Surprised it has taken him this long to get it done this year. I guess when you parade hundreds and hundreds of people through your property, it takes a while for the deer to adjust.

Great job AGAIN Tony.

Have had 24 buck sightings on my place this year, even passed for the first time on a 3.5 year old twice and close to 90 percent in bow range. Tony has taught me a thing a two.

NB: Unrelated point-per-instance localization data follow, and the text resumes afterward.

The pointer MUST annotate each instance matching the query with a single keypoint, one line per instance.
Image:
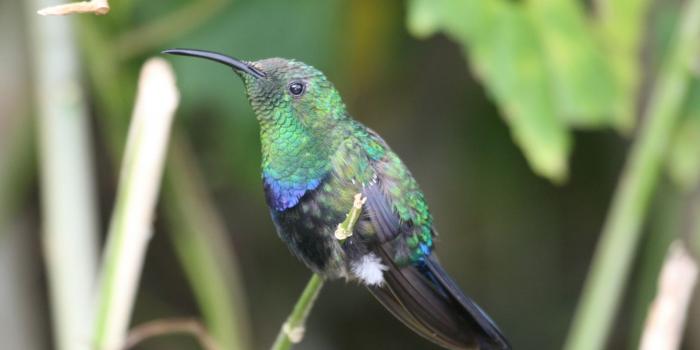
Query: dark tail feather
(427, 300)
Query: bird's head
(279, 89)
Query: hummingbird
(315, 159)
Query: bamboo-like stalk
(207, 259)
(293, 329)
(68, 197)
(130, 228)
(666, 319)
(621, 232)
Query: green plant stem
(130, 228)
(204, 250)
(68, 197)
(292, 330)
(620, 236)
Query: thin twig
(292, 331)
(666, 319)
(130, 229)
(98, 7)
(168, 326)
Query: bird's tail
(426, 299)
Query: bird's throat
(294, 161)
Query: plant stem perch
(292, 330)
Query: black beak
(234, 63)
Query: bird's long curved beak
(234, 63)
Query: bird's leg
(345, 228)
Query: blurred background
(514, 116)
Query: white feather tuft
(369, 269)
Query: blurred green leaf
(684, 153)
(506, 54)
(621, 25)
(583, 81)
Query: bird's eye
(297, 88)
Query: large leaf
(621, 24)
(583, 80)
(506, 54)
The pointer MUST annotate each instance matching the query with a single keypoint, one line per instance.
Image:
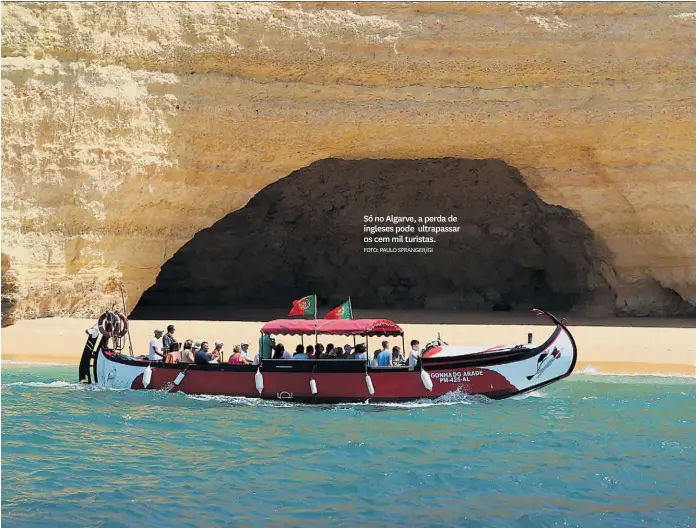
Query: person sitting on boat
(281, 353)
(299, 353)
(384, 359)
(237, 358)
(360, 352)
(415, 353)
(397, 358)
(186, 354)
(156, 353)
(202, 357)
(214, 353)
(330, 351)
(168, 338)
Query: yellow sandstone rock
(127, 128)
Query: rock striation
(128, 128)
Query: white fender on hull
(147, 376)
(370, 386)
(179, 378)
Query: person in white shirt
(415, 353)
(155, 353)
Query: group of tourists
(383, 357)
(165, 347)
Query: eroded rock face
(127, 128)
(305, 233)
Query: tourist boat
(495, 372)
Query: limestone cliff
(127, 128)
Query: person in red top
(237, 358)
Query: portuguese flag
(345, 311)
(305, 306)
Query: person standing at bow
(155, 352)
(415, 353)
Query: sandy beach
(636, 347)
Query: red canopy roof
(371, 327)
(360, 327)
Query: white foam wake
(590, 370)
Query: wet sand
(612, 349)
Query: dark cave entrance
(304, 234)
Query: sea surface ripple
(588, 451)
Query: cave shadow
(305, 234)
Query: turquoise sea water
(588, 451)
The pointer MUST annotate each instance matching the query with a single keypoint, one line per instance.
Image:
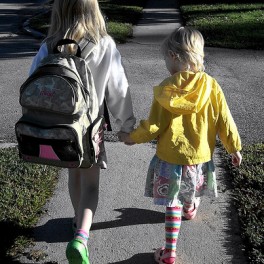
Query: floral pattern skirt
(170, 183)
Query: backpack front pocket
(56, 146)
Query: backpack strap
(86, 46)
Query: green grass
(227, 25)
(248, 186)
(24, 190)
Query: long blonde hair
(187, 44)
(76, 19)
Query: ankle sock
(82, 234)
(172, 227)
(187, 207)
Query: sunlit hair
(76, 19)
(187, 44)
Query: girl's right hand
(236, 159)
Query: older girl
(82, 20)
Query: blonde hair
(76, 19)
(187, 45)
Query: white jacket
(110, 81)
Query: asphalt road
(127, 227)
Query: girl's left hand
(236, 159)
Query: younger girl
(82, 21)
(188, 111)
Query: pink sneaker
(163, 257)
(189, 215)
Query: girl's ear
(172, 55)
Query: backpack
(60, 123)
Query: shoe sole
(74, 256)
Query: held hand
(124, 137)
(236, 159)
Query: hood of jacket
(184, 92)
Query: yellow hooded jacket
(188, 111)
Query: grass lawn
(248, 186)
(227, 24)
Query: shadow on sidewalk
(60, 229)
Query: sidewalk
(128, 227)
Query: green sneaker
(77, 252)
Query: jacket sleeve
(159, 119)
(227, 129)
(118, 95)
(42, 53)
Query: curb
(7, 145)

Deer density in my area is at its lowest point and my sightings are at their highest.


----------



## JOhnnyS (Feb 12, 2010)

He needs a haircut, he still holds the deer way out at arms length in front of him and he is a billion times the hunter I'll ever be. At least I let a 6 point walk the other day. If I could make 40-50 acres into a deer heaven with an overall plan I'd see more than I do now.


----------



## Ole Spike (Nov 22, 2004)

Did he shoot it thru the backstrap? All perspective is lost the way he holds the deer way out in front.


----------



## hplayer13 (Nov 3, 2008)

Ole Spike said:


> All perspective is lost the way he holds the deer way out in front.


I don't think I could make a buck look that big regardless of my arm length. Nice buck though.


----------



## OSXer (Jul 12, 2005)

koz bow said:


> Surprised it has taken him this long to get it done this year. *I guess when you parade hundreds and hundreds of people through your property, it takes a while for the deer to adjust.*


How do you come to that conclusion? Is this year different than past years? From when I've talked with him, people parade through every year, so while I agree that it seemingly took him a while this year, I don't think a bunch of people walking through earlier in the year really enters into it.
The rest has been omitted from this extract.